The country’s cancer hospital is one of the institutions facing this problem and the patients, unless they have private resources, are not able to purchase the much- needed drugs.
According to the FAO essential medicines, medical supplies and nutritional supplements are urgently needed to strengthen health resources of the country, while UNICEF reveals 1.2 million children and women are accessing primary health care. 430,000 children receive micronutrient powder, 665,690 children receiving individual learning materials and 121,769 households are funded via humanitarian cash transfers.
The primary problem of more than a quarter of our population is therefore where they can find their next meal. For those who are ill and facing medical problems, their primary concern is where and how they are going to either fund their medical requirements or what they can do if the same is not available locally.
But the 225 men and women in our parliament are not among the members of the dispossessed and are unable to feel the pain and realities of the hunger and other shortages faced by the majority of our people.
We do not deny elections, they are important milestones in a nation’s democratic life. But elections and electioneering cost money, and that particular ingredient is what this nation does not possess.

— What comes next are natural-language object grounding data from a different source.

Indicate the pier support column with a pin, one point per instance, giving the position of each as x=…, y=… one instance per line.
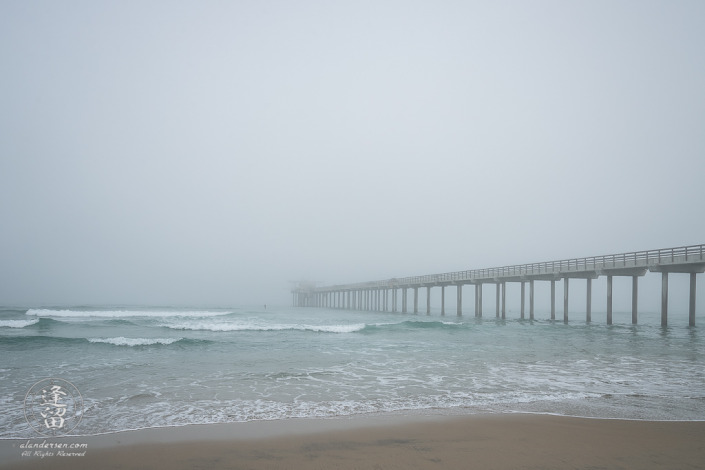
x=553, y=300
x=428, y=300
x=565, y=300
x=664, y=299
x=476, y=311
x=635, y=297
x=443, y=300
x=460, y=300
x=588, y=305
x=522, y=299
x=609, y=300
x=504, y=300
x=479, y=300
x=691, y=308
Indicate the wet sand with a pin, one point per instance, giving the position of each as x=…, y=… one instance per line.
x=513, y=441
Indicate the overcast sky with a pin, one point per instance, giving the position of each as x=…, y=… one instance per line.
x=209, y=152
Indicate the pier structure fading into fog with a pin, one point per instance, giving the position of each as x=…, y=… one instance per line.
x=382, y=295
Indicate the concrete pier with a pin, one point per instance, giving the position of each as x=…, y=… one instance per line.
x=553, y=300
x=588, y=303
x=428, y=300
x=522, y=300
x=374, y=296
x=460, y=300
x=531, y=299
x=565, y=300
x=443, y=300
x=609, y=300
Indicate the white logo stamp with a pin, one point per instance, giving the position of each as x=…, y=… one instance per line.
x=53, y=407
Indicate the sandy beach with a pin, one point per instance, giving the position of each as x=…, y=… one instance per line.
x=514, y=441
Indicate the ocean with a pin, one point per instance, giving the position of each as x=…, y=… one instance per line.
x=143, y=367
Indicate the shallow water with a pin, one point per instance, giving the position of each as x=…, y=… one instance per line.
x=149, y=367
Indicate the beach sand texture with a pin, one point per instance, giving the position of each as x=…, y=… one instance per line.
x=470, y=442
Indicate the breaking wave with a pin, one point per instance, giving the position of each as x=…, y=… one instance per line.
x=122, y=313
x=122, y=341
x=17, y=323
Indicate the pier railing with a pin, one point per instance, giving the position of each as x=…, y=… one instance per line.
x=649, y=258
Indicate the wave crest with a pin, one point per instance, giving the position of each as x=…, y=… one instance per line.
x=121, y=313
x=122, y=341
x=18, y=323
x=223, y=326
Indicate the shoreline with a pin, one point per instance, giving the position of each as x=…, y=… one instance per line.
x=428, y=440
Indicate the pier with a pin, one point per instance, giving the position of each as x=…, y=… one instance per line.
x=383, y=295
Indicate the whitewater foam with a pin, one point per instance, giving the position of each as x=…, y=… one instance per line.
x=122, y=341
x=17, y=323
x=226, y=326
x=121, y=313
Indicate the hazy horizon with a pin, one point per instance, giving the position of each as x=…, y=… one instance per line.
x=208, y=153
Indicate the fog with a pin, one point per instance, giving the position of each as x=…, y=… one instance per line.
x=207, y=153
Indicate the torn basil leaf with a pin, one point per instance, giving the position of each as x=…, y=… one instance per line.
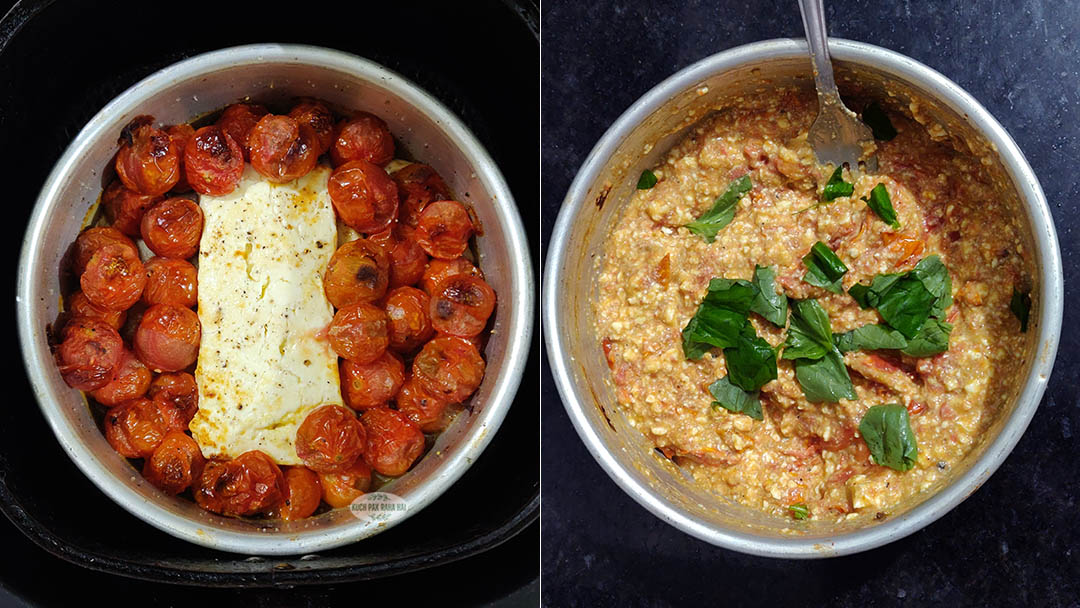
x=888, y=434
x=879, y=123
x=733, y=399
x=871, y=338
x=1021, y=307
x=824, y=268
x=836, y=187
x=770, y=305
x=648, y=179
x=723, y=212
x=880, y=204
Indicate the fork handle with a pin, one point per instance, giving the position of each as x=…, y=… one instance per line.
x=813, y=22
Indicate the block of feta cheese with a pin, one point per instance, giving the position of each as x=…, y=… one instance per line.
x=264, y=361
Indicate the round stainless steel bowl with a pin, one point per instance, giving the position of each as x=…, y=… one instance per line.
x=270, y=72
x=594, y=203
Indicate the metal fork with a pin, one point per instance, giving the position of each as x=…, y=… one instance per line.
x=837, y=135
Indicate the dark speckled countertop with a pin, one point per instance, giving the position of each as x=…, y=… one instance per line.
x=1012, y=542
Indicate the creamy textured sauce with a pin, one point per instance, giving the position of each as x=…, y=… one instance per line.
x=655, y=274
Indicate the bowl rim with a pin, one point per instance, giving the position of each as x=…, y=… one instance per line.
x=1050, y=310
x=471, y=445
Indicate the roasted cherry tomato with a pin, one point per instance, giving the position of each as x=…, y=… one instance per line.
x=181, y=134
x=393, y=441
x=213, y=161
x=364, y=196
x=89, y=354
x=79, y=305
x=428, y=410
x=247, y=485
x=359, y=333
x=358, y=272
x=173, y=228
x=364, y=137
x=130, y=380
x=177, y=390
x=136, y=428
x=167, y=337
x=171, y=281
x=439, y=269
x=340, y=489
x=301, y=496
x=461, y=306
x=175, y=464
x=329, y=438
x=113, y=279
x=282, y=149
x=417, y=186
x=238, y=121
x=372, y=384
x=149, y=160
x=319, y=118
x=93, y=239
x=449, y=367
x=407, y=310
x=443, y=229
x=124, y=207
x=407, y=258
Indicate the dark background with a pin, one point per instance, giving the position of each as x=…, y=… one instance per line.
x=59, y=64
x=1012, y=542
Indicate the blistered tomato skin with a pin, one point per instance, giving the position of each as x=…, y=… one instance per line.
x=148, y=161
x=359, y=271
x=364, y=197
x=136, y=428
x=175, y=464
x=393, y=441
x=247, y=485
x=340, y=489
x=173, y=228
x=329, y=438
x=89, y=354
x=418, y=185
x=365, y=386
x=213, y=161
x=131, y=380
x=363, y=137
x=171, y=281
x=113, y=279
x=444, y=229
x=359, y=333
x=449, y=367
x=167, y=337
x=461, y=306
x=238, y=121
x=409, y=324
x=282, y=149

For instance in 2017, the Election Commission announced that elections to all 341 local authorities would be held on February 10, 2018. Around 13,000 polling stations were used. That election was expected to cost around Rs. 4 billion and required 300,000 staff, including public sector employees.
In addition, each individual candidate (under the present electoral system) will need to spend at least a million rupees or more individually, to be even able to compete in the electoral system itself.

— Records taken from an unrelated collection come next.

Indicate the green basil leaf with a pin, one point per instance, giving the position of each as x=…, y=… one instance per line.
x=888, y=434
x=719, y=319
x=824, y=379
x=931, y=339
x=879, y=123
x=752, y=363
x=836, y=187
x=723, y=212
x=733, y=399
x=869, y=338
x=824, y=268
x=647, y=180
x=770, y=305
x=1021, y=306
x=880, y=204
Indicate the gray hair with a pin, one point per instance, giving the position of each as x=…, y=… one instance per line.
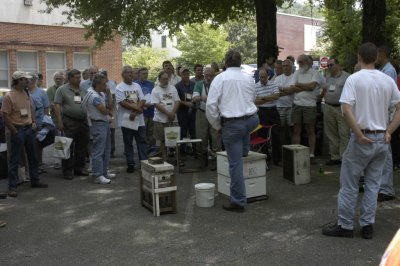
x=233, y=59
x=97, y=79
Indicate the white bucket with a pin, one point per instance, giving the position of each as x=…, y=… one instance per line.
x=205, y=194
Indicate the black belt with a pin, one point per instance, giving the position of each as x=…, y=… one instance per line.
x=367, y=131
x=245, y=117
x=75, y=119
x=334, y=105
x=18, y=127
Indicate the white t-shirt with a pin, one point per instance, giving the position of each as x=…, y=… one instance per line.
x=370, y=92
x=306, y=98
x=132, y=93
x=232, y=94
x=283, y=81
x=167, y=98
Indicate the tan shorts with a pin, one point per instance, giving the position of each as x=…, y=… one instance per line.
x=159, y=129
x=304, y=115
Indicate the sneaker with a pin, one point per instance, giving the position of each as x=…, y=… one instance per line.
x=2, y=223
x=130, y=169
x=57, y=166
x=110, y=175
x=102, y=180
x=12, y=193
x=39, y=185
x=337, y=231
x=367, y=231
x=383, y=197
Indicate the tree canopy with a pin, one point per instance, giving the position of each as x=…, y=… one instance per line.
x=202, y=44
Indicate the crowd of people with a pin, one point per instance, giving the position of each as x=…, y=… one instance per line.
x=216, y=106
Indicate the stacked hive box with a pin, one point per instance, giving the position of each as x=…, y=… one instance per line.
x=254, y=172
x=296, y=164
x=158, y=187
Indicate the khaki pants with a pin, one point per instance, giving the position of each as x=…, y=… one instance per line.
x=204, y=130
x=336, y=130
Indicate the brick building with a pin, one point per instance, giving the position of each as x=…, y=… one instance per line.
x=32, y=41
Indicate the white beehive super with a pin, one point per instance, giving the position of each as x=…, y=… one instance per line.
x=254, y=172
x=296, y=164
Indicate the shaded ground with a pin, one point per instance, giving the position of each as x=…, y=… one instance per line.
x=80, y=223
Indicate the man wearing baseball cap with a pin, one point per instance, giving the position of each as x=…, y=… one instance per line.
x=20, y=120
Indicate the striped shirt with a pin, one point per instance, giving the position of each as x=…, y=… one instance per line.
x=267, y=90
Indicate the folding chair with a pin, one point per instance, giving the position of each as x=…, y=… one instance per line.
x=261, y=144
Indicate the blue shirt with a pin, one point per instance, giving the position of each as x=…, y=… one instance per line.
x=185, y=93
x=147, y=87
x=40, y=101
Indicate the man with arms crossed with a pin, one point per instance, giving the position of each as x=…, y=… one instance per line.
x=365, y=100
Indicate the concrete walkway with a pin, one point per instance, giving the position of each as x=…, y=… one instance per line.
x=80, y=223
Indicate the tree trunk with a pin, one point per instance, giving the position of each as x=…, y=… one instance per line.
x=266, y=30
x=373, y=22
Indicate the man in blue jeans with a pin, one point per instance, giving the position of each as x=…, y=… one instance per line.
x=130, y=98
x=98, y=104
x=20, y=120
x=230, y=108
x=365, y=99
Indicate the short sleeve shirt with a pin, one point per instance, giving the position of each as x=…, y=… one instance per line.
x=306, y=98
x=167, y=97
x=128, y=92
x=16, y=103
x=71, y=108
x=370, y=92
x=40, y=101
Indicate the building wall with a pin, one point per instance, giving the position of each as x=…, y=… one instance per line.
x=69, y=40
x=291, y=34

Most ordinary people do not have the resources (money) needed to participate in the hurly-burly of an election. Candidates are therefore forced to look for ‘sponsors’ to meet election costs. After election its payback time and ‘sponsors’ are repaid ‘in kind’ via various contracts and other equally corrupt practices. The present electoral system itself promotes corruption.
It is definitely necessary therefore to perhaps take a re-look at the electoral system which prevailed prior to the introduction of Proportional Representation (PR) System and its handmaiden - corruption.
But that is another story. Today most important problem to the people is the sky-rocketing cost of living and shortage of essential drugs. In short, their focus is on keeping body and soul together.
Fresh local government elections will not help bring down the cost of living, essential drugs and/or cheaper fuel and gas or bring down the cost of electricity. Elections are a priority for only political parties and political leaders.
Hunger, malnutrition and deprivation stalk our land. The local government election is a constitutional requirement. The expenditure of over Rs. 4 billion on the election will divert a huge sum of scarce resources away from essentials.
It begs the question ‘What is to be done?”